Türk Pediatrik Onkoloji Grubu Başkanı - Türk Kanser Araştırma ve Savaş Kurumu Derneği Başkanı, Prof. Dr. Tezer Kutluk ve Tıbbi Onkoloji Derneği Başkanı Prof. Dr. Şuayib Yalçın yıllardır biriktirdikleri deneyimlerle, yaptıkları bilimsel araştırmalarla, bilinçlendirme çalışmalarıyla Türkiye'nin ve dünyanın en bilindik onkoloji uzmanlarından... Onların dediği şey "Yaşam tarzına göre davranıp kanserden korunulması gerektiği...

19. Ulusal Kanser Kongresi'nde konuştuğumuz Prof. Dr. Kutluk, "Horonla kanseri tedavi ediyoruz" diyor ve ekliyor: "İşin şakası tabii. Fiziksel aktivite kanserden korunmak için şart. O yüzden Konyalı Konya havası, Trabzonlu horon oynasın, yeter ki fiziksel aktivite olsun"

İşte iki önemli Onkoloji Uzmanı ile kanser hakkında HABERTURK.COM okurları için yaptığımız söyleşi...

Bu yılın kanser rakamları nedir ve önümüzdeki yıl için tahminler neler?
Tezer Kutluk: Bu rakamlar bütün dünya için oldukça yüksek seviyelerde seyrediyor. Her yıl dünyada 12,5 milyon insan kansere yakalanıyor. 7,5 milyon insan kanserden ölüyor. Türkiye için ise bu rakam her yıl 150 bin civarında. 40-50 bin kişiyi kanserden kaybettiğimizi öngörüyoruz. Bu rakamlar sadece nüfus artışının etkisinden bile olsa 2030'da kanser her yıl 17-18 milyon kişinin yakalandığı bir hastalık olacak. Bu çok ciddi bir rakam. Kanser topluma ciddi bir yük getiriyor. Bu yük, bireye eziyet, aileye eziyet, topluma işgücü kaybı, ekonomik kayıp halinde. Tabii ki yapacak çok şey var ama sadece negatifi söylediğimiz zaman yakın zamanda yaptığımız toplantıda hasta yakınları "Televizyonlarda kanserden bahsetmeyin, üzülüyoruz" gibi şeyler söylüyorlar. Bahsetmezsek bu hastalığı nasıl yeneceğiz?

DAVRANIŞ DEĞİŞİKLİĞİ ŞART

Vatandaşlara sorduğumuzda genelde sadece birkaç kanser türünü biliyor. Beyin, lenf, bağırsak kanseri diyorlar. Mesane kanseri bilinmiyor. Acaba bilgilendirme çalışmaları yeterli gelmiyor mu?
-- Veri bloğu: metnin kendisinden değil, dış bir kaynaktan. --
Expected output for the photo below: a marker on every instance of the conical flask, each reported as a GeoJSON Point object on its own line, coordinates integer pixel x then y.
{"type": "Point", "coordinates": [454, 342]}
Tezer Kutluk: Kanser konusunda bilgilendirme için daha çok çalışılır oldu. Ama yapılan bilgilendirmenin düzeyi, halkın farkındalığı yeterli değil. Kanser insanın başına gelmeden önce çok uzak bir olaydır. Hastalık gelmeyecek gibi zannedilir ama bir gün kalktığınız zaman öyle bir hastalıkla karşı karşıya gelebilirsiniz. Siz bilgilendirme çalışması yapsanız bile sizin çalışmayı yapmanız yetmiyor. Bilgilendirme çalışmalarının insanlarda da bilgi değişikliğine yol açması lazım. Sonra bilgi değişikliğinin davranış değişikliğine dönüşmesi lazım. Hala kanser konusu daha çok konuşulur oldu.




Şuayib Yalçın: Kanserden korunmak için özellikle çocukluk çağından itibaren korunma gerekiyor. Bilinçlendirme sadece insanın erişkin çağında olmamalı. Özellikle çocuklardan başlamalıyız. Belki eğitim müfredatları içinde yer alması önemli. Çocuklara davranış kazandırmak gerek. Sağlıklıyı ve doğruyu öğretirsek iş kolaylaşır. İlköğretimden önce başlayarak eğitim yapılmalı.

Tezer Kutluk: Annesi- babası sigara içen çocuklar ileride daha çok sigara içiyor. Erişkin yaşamdaki şişmanlığın bir kısmı genetik temelli ama genetik olmayan tarafı çocuklukta kazanılıyor. Çocuk doktorları, erişkin doktorları işbirliği yapmalı.

HERKESE İŞ DÜŞÜYOR

Yani ailelere, öğretmenlere, hekimlere, STK'lara, medyaya da iş düşüyor.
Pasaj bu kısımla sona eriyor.